Они издали очень много книг Ролана Барта, издавали Алена Роб-Грийе. Потом они немножко перешли на фикшн, стали издавать интеллектуальные интересные умные романы. Книжки эти продавались огромным тиражом, а потом Иванов где-то в 97-м году приехал на книжную ярмарку, расставил там этих своих замечательных философов. Кстати, в Петербурге книжки эти было не достать — мы их чуть ли не у спекулянтов покупали в начале нулевых. И вдруг ему сказали: «Саша, а где, собственно, Россия-то тут? Ты же из России. Ну, ты молодец, что ты к нам привёз переводное». 

Тут Иванов задумался, что, может быть, действительно, подумать о современной русской прозе? И нашел для себя автора, который был максимально близок издательству. Это был Владимир Сорокин. Он тогда издавался, мы его читали, мы его знали, но широкая публика его до 98-го года, не знала, хотя он издавался и в «БСГ-пресс».

Но они придумали очень занятный маркетологический ход. Они его издали как русского классика, то есть издали собрание сочинений. Сначала двухтомник, потом увидели, что 30 или 40 тысяч продано, ещё издали трехтомник. Они его представили как классика, а потом был большой скандал с изданием его книги «Голубое сало», которой, по-моему, было продано 120 тысяч в течение двух лет.

Н. Солодников: Сумасшедший тираж по нынешним временам.

А. Аствацатуров: По нынешним временам — невероятный просто. И потом они издали книгу Александра Проханова «Господин Гексоген». Это, безусловно, лучшая книга Проханова. Это был тоже довольно интересный период. Я думаю, что среди вас есть и люди либеральные, которые отрицательно относятся к Александру Андреевичу, да, в общем, и я к нему по-разному отношусь.

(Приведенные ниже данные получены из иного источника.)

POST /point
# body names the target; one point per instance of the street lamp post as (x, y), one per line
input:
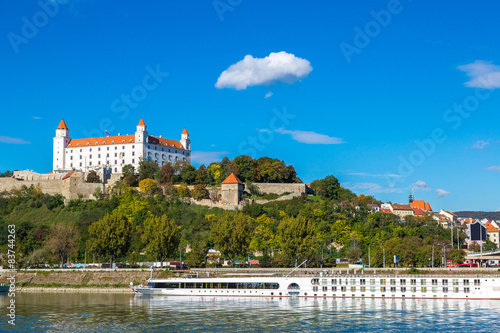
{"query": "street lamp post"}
(369, 257)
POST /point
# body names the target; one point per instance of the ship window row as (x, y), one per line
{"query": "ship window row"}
(393, 282)
(211, 285)
(394, 289)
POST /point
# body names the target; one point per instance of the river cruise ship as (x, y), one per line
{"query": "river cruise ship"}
(330, 285)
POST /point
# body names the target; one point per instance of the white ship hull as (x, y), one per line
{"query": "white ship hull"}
(368, 286)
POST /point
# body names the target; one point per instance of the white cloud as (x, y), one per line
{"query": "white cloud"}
(420, 185)
(277, 67)
(14, 141)
(441, 193)
(480, 144)
(380, 175)
(311, 137)
(494, 168)
(482, 74)
(371, 188)
(207, 157)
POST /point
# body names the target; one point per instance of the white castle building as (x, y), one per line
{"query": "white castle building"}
(109, 154)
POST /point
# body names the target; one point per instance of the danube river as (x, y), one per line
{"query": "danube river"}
(101, 312)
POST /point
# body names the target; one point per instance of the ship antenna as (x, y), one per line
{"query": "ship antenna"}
(296, 268)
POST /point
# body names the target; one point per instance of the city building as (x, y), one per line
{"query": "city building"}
(110, 153)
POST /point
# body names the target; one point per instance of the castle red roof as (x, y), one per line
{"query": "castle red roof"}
(62, 125)
(232, 179)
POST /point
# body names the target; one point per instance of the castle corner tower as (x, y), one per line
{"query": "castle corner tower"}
(61, 140)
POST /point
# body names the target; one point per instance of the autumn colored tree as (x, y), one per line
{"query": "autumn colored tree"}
(296, 237)
(62, 240)
(148, 169)
(188, 174)
(231, 234)
(93, 177)
(110, 236)
(128, 170)
(148, 186)
(202, 175)
(199, 192)
(163, 237)
(183, 190)
(167, 173)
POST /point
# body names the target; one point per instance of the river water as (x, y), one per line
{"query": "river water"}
(103, 312)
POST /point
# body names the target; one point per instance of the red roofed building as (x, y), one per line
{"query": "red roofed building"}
(232, 190)
(421, 204)
(111, 153)
(402, 210)
(493, 233)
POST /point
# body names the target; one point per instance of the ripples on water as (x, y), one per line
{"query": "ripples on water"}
(99, 312)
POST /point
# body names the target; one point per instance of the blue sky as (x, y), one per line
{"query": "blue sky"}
(381, 94)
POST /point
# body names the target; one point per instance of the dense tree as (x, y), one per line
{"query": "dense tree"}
(148, 186)
(202, 175)
(162, 236)
(148, 169)
(296, 238)
(62, 240)
(199, 192)
(231, 233)
(128, 170)
(167, 173)
(188, 174)
(110, 236)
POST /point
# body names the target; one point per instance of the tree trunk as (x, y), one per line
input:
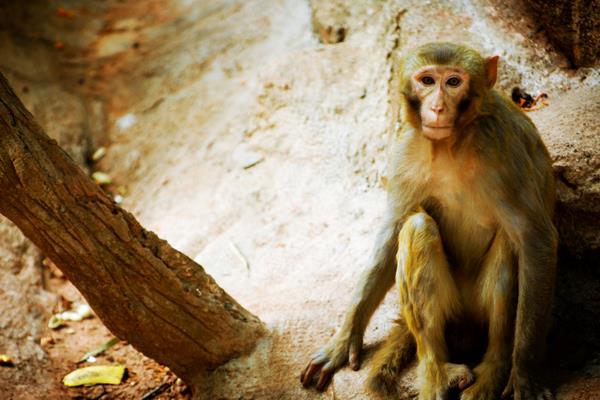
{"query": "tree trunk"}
(146, 292)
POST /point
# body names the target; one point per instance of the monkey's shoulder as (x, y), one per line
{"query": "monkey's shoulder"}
(502, 129)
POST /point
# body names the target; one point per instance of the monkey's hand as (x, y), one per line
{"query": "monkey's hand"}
(341, 348)
(523, 386)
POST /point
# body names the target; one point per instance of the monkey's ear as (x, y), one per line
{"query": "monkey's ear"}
(491, 70)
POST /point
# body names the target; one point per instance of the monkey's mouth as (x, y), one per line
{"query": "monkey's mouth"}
(438, 127)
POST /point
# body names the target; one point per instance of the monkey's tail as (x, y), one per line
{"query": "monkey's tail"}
(397, 351)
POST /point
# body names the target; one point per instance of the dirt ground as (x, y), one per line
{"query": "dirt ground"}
(259, 152)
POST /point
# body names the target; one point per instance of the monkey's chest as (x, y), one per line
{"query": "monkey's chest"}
(466, 225)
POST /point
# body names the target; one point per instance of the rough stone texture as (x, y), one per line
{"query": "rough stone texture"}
(573, 27)
(288, 236)
(571, 129)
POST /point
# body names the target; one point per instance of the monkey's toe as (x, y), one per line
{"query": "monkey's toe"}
(459, 375)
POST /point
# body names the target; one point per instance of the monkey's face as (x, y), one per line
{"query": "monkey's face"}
(440, 90)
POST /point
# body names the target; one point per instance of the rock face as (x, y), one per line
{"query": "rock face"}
(571, 130)
(573, 27)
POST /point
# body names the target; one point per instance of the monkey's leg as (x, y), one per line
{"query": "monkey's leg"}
(497, 295)
(428, 298)
(390, 359)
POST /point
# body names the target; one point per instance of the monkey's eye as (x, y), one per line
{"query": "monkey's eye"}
(453, 82)
(427, 80)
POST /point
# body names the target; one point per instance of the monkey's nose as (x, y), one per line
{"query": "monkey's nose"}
(437, 109)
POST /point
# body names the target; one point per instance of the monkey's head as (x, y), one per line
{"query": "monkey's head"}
(443, 85)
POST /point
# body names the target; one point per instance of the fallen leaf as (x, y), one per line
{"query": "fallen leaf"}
(94, 375)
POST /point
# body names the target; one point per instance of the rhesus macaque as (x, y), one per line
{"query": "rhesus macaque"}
(468, 239)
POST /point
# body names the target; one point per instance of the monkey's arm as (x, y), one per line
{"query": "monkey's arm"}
(536, 250)
(527, 220)
(373, 285)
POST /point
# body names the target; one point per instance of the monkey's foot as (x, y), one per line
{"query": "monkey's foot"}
(458, 375)
(436, 380)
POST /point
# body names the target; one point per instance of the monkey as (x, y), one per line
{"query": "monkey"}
(467, 240)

Но это человек героический, безусловно, который участвовал в боях на сопке Каменной, который ликвидировал последствия Чернобыля, который воевал в Никарагуа, был в Афганистане, написал первый роман об Афганистане. Действительно, очень яркий, очень умный пассионарий.

Одно дело его образ в телевизоре, и совсем другое дело…

Н. Солодников: ...ещё в передовицах газеты «Завтра».

А. Аствацатуров: Да, в передовицах газеты «Завтра», которые, конечно, без дрожи не открываешь. Но совершенно другой человек, невероятный в быту и в жизни — деликатный, тонкий, скромный, очень умный. 

Они издали роман «Господин Гексоген». Вы знаете историю издания этого романа: он написал этот роман и пошел к Зюганову, чтобы издать на деньги Зюганова, а Зюганов отказал. И тогда это издали в старом стиле — в газетах. Газета «Завтра» весь этот роман опубликовала. А потом принесли это всё к Котомину. Тогда уже к Иванову присоединился Михаил Котомин. Молодой он тогда был, ему было 22 года, кажется. И они этот роман принципиально отредактировали и поменяли финал Александру Андреевичу.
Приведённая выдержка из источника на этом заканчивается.